Дружок Лавра, раненый, тоже здесь.
И даже Лаврентий Сигизмундович вон, жмётся к вагону. В одной руке массивный револьвер, а второю крестится. Стреляет и крестится…
Кстати, неплохо так стреляет. И сразу, выходит, с отпеванием.
Но всё одно слишком мало их.
А нападавших так наоборот. Лезут и лезут. Вот паренек, выкатившийся из вагона, нелепо подпрыгивает и бросает что-то, то ли портфель, то ли просто ком грязных тряпок. И этот ком летит, причём как-то слишком уж далеко, а когда падает, то вспыхивает белым пламенем.
Оно настолько яркое, что моя связь с тенью на миг гаснет.
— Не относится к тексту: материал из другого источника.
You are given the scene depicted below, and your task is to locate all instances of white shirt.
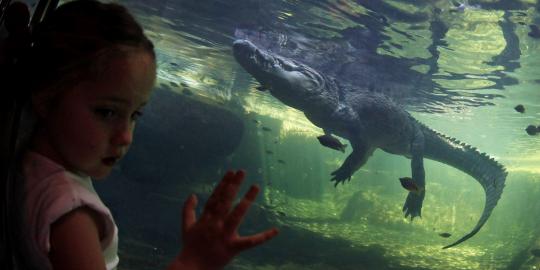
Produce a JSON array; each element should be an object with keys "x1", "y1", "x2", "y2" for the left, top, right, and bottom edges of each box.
[{"x1": 23, "y1": 152, "x2": 119, "y2": 270}]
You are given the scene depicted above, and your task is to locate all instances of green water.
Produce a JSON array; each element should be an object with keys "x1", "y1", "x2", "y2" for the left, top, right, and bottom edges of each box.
[{"x1": 93, "y1": 0, "x2": 540, "y2": 269}]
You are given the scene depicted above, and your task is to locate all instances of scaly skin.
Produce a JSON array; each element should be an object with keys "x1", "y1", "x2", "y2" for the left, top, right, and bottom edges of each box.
[{"x1": 233, "y1": 40, "x2": 506, "y2": 248}]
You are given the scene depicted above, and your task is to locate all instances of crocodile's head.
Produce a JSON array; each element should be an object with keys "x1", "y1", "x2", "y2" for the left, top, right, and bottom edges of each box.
[{"x1": 233, "y1": 39, "x2": 325, "y2": 109}]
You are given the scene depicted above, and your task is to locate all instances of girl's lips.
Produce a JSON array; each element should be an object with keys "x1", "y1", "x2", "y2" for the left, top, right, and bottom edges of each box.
[{"x1": 102, "y1": 157, "x2": 118, "y2": 167}]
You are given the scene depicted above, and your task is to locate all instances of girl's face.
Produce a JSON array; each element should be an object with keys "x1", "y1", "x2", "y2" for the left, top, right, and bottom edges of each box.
[{"x1": 34, "y1": 52, "x2": 156, "y2": 178}]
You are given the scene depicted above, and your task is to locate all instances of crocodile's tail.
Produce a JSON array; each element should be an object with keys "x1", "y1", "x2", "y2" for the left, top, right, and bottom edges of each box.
[{"x1": 419, "y1": 120, "x2": 508, "y2": 248}]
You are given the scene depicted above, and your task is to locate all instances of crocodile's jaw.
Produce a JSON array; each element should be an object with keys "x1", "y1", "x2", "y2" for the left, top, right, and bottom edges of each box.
[{"x1": 233, "y1": 40, "x2": 323, "y2": 109}]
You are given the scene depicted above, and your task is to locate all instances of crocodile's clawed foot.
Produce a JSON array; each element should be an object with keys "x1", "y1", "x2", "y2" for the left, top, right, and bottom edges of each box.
[
  {"x1": 330, "y1": 168, "x2": 352, "y2": 187},
  {"x1": 403, "y1": 192, "x2": 426, "y2": 221}
]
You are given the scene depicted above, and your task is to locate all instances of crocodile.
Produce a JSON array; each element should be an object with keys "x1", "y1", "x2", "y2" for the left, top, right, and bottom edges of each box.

Я слышу эхо взрыва, которое катится по железу вагонов. И тут же — второй. Чтоб вас… надо как-то… тень отзывается воем. И волна силы, долетающая до меня, говорит, что она нашла ещё одну жертву.
Так, надо что-то… глобально что-то.
Грохот оглушает. И я даже не сразу понимаю, что и где грохочет. Стена вагона гудит, принимая удар взрывной волны. Брызжет мелкой искрой стекло и прямо по лицу. Осколки злым роем впиваются в кожу и боль отрезвляет.
— На пол! — Метелька вот соображает быстрее. Он и девчонку подхватывает, и к двери толкает. — Бомбы кидать начали. И стреляют…
Точно.
Это пули-дуры колотятся, постукивают. Не пробили обшивку? Так это пока. А если бомба рванёт прямо вот у стены, всем плохо придётся…
— Аннушка… — Матрёна вскидывает руки и поворачивается. — Детишек спасайте, спасайте детишек… а мы уж тут… я Аннушку не оставлю!
Так, это ещё самоотверженность или уже дурь?
Не важно.
Я стягиваю мальчишку, который ещё в отключке. Тяжёлый, зараза этакая… и бьётся мыслишка, что он-то мне никто. Что я сделал для него всё, что должен был и даже больше. А спасение утопающих — дело рук самих… и мне бы своим помочь.
Дверь получается распахнуть не сразу.
Клинит.
Под ботинками хрустит стекло. И где-то очень близко гавкают выстрелы. Они резкие, бьют по ушам плетью. И меня корёжит от ужаса.
Савка.
Ожил.
Не вовремя. До чего же не вовремя.
Стискиваю зубы. И пригибаюсь. Не хватало схватить случайную пулю. Свистят вон соловьями свинцовыми. А идти, пригнувшись, тяжко. Ещё и пацан этот вот. Он босой. И голый. Живот перемотан бинтом, но тот наливается кровью.